I had an interest in this PeArLS presentation for a couple of reasons. It essentially deals with the task of integrating medical students as effective participants in a paediatric outpatient clinic, something we have been working on for the past couple of years in Bendigo. Central to their conceptualisation of medical student participation is use of the electronic health record (EHR), how students record their findings within it, how students are supervised and audited in this task and how simple paediatric clinical guidelines can be built into the EHR to improve student performance and enhance their learning.

One of the challenges for us has been how we guarantee good service provision and safe decision making for the patients while providing the students with a useful and active learning experience. Their experience with and adaptation of EHRs provides quite a useful framework for managing these dual demands.
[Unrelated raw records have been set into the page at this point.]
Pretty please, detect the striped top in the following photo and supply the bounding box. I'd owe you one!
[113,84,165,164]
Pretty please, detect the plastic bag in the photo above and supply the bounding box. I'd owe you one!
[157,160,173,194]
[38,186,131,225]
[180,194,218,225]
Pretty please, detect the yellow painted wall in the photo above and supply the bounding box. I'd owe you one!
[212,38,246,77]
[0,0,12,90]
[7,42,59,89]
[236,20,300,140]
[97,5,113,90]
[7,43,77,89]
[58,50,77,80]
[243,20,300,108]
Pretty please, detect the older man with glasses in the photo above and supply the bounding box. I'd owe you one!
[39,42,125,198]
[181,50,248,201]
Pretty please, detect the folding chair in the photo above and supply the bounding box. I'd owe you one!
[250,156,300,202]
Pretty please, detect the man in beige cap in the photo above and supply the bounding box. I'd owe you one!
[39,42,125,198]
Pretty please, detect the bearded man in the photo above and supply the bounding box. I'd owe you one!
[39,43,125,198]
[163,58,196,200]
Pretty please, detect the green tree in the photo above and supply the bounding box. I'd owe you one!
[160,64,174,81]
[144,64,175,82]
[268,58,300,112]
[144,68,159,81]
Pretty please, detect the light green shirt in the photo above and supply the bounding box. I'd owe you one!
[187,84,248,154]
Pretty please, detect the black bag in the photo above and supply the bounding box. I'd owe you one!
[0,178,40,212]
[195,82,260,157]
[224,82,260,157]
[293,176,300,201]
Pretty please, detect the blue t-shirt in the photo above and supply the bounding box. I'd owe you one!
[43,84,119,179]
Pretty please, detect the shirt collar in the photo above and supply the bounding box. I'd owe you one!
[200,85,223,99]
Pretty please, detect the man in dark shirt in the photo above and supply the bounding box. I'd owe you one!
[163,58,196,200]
EHRs set quite clear standards for practice particularly when supplemented with clinical practice guidelines and are also potentially amenable to formal systems of audit. I have had some follow-up correspondence with Joe Jackson and we are exploring ways in which we might be able to work together on this.


PeArLS presentation

I made a short PeArLS presentation on Continuity of Care in CBME in Different Health Care Systems on behalf of myself Natalie and Shah Yasin. In this presentation we wanted to specifically explore constructs for continuity of care in different health care systems and the implications this has for educational continuity in these health systems. These concepts have been prepared for publication, so we were interested in seeing how people responded to them.

We posed the following questions:

  • Do we need different ways of looking at educational continuity in community-based programs?
  • Does the bio-psycho-social paradigm fully address our curriculum design needs?
  • Is it equally relevant for industrialised and lesser developed countries
  • Do ‘total systems of care’ and ‘whole of system student placements’ provide useful constructs for educational continuity in CBME programs?

This presentation was scheduled for the last session on the last day so was not particularly well attended though David Hirsh did join us and suggested that continuity of health systems was a concept that had not been covered in his original paper on ‘Continuity in Medical Education’ and had been an omission. A small penny that dropped for me at the conference was the importance of distinguishing between Longitudinality and Continuity in medical education, which are often slurred in the way we talk about them.